Mumbo Jumbo

Everyone responds to great tragedies, like the earthquake in Haiti, in their own way. Some send money, some go themselves to help and everyone does what they do best.

For conservatives like David Brooks this means indulging in clueless speculation about the moral failings of the victims of the tragedy and wondering how we can make them more like us:

As Lawrence E. Harrison explained in his book “The Central Liberal Truth,” Haiti, like most of the world’s poorest nations, suffers from a complex web of progress-resistant cultural influences. There is the influence of the voodoo religion, which spreads the message that life is capricious and planning futile. There are high levels of social mistrust. Responsibility is often not internalized. Child-rearing practices often involve neglect in the early years and harsh retribution when kids hit 9 or 10.

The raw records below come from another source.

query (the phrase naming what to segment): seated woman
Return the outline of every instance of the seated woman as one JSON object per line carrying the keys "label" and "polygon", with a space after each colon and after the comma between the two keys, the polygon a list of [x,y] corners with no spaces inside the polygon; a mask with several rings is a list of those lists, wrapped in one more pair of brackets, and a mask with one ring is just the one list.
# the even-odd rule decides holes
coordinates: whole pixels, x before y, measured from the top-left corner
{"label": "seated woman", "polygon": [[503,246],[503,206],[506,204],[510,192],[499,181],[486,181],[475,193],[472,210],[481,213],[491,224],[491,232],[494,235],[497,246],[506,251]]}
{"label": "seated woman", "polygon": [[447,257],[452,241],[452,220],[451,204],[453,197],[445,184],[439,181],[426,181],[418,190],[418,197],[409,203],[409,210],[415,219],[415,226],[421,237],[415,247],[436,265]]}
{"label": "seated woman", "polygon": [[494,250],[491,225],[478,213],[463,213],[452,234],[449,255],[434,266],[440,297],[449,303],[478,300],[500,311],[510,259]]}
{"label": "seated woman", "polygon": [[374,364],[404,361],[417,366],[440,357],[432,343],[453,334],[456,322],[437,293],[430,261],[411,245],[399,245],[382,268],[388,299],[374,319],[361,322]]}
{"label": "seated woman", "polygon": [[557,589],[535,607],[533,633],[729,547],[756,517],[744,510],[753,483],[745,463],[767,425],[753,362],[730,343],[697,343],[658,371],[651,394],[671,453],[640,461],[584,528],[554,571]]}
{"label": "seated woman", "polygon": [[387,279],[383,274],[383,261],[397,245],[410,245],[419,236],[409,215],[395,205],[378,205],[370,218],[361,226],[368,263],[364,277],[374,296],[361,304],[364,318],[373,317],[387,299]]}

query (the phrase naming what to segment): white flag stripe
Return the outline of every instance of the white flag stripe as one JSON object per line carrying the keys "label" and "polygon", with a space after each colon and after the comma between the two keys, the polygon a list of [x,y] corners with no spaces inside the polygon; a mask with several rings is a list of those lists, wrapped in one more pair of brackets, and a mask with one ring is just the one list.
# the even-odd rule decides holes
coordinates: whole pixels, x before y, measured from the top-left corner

We’re all supposed to politely respect each other’s cultures. But some cultures are more progress-resistant than others, and a horrible tragedy was just exacerbated by one of them.

Which is not nearly as outrageous as Pat Robertson's pact with the devil remarks because Brooks is, after all, a moderate.

Now Voodoo is most interesting. It is practiced in Catholic countries with a heritage of colonialism and slavery and its believers, for the most part, also consider themselves to be Catholic. People turn to Voodoo to address the material concerns of this world while the Catholic Church preaches indifference to this life and focuses on the rewards of heaven.

Voodoo is a spiritual supplement to a religion whose overriding concern about heaven has inspired it to turn a blind eye to real human suffering here and now. Unlike Catholicism, Voodoo cares about people. Maybe it is weird and ineffective but it does care.

Meanwhile, faced with a large population crowded into a small and impoverished land, The Catholic Church preaches against any effective form of population control. Which might just help to explain the deforestation to which Brooks alludes in his Op ED. Faced with massive income inequality and zero public spending on basics such as education, the Church preaches submission to the poor. At the same time it urges the rich to be a bit more generous on a voluntary basis but only if it is quite convenient to them.

And while the Church fails, the wealthy, who have engaged in trade with the US and manufacture for export, seem to have dropped the ball as well. Somehow it has not trickled down over the past 30 years.

Meanwhile Brooks defends the culture of the wealthy and manages to pretend that the problems of Haiti are somehow the results of the poor of Haiti, Voodoo, the 1960's and 1970's and have noting to do with the past three decades of conservative policy and religion.